If an investment asset is sold for a profit, a capital gain is realised. Tax laws require you to report all capital gains and include the gains in your income to be taxed. Capital gains are divided into long-term gains and short-term gains. Each type is taxed at a different rate.
According to the Internal Revenue Service, any asset you sell for a profit results in a reportable capital gains. Capital gains are most often associated with investments such as stock or real estate. However, if you sell another asset such as a car or piece of antique furniture for more than you paid for it, the resulting capital gain must be reported and the tax on the gain paid.
Long vs. Short Term
A long-term capital gain comes from an asset owned for more than one year. If the asset was owned for one year or less, the resulting gain is a short-term gain. The time an asset is owned is measured from the date it was purchased until the date the asset was sold. Capital gains are only realised if an asset is sold. As long as an investment remains in your possession or portfolio, no capital gain has been realised.
Losses from the sale of assets held for investment can be used to reduce the taxes from capital gains. Capital losses are divided into short-term and long-term losses using the same time criteria for gains. When reporting losses for tax purposes, short-term losses are first used to offset short-term capital gains and long-term losses are used against long-term gains. Excess losses can be used against the other type of gain or other income.

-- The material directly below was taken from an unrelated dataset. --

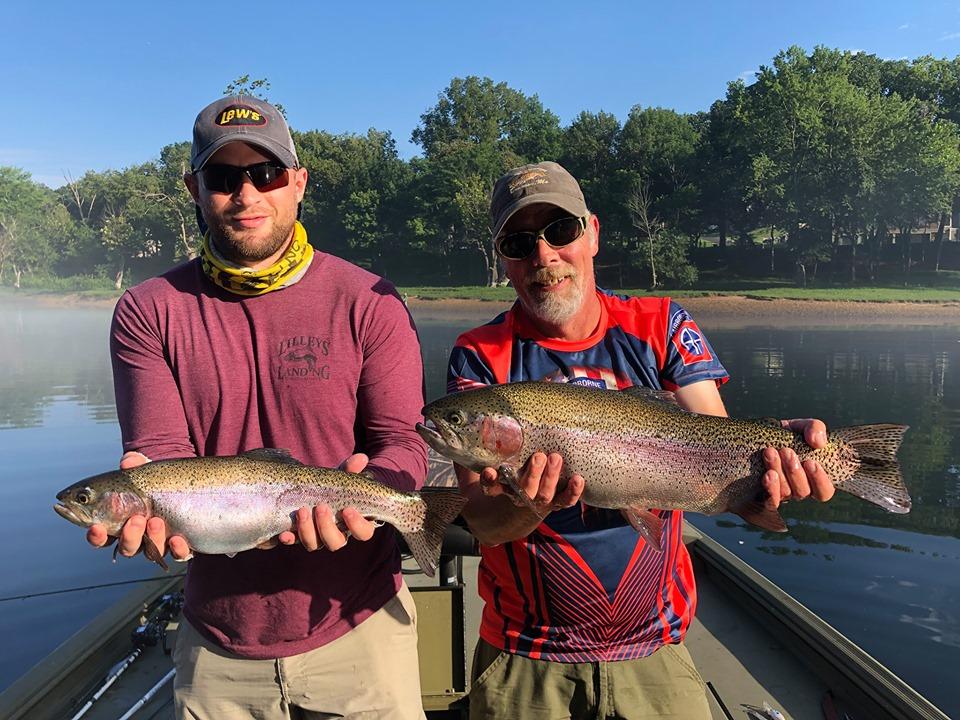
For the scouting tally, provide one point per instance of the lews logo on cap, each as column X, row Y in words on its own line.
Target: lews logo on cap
column 528, row 178
column 240, row 115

Short-term capital gains are taxed at the tax payer's marginal tax bracket. At the time of publication, income tax brackets ranged from 10 per cent to 35 per cent. Short-term gains will be taxed at an individual's highest tax bracket. Long-term capital gains are taxed at lower rates. If the taxpayer's marginal tax bracket is 15 per cent or less, the long-term gain tax rate is 0 per cent. For tax brackets of 25 per cent and higher, the long-term capital gain tax rate is 15 per cent.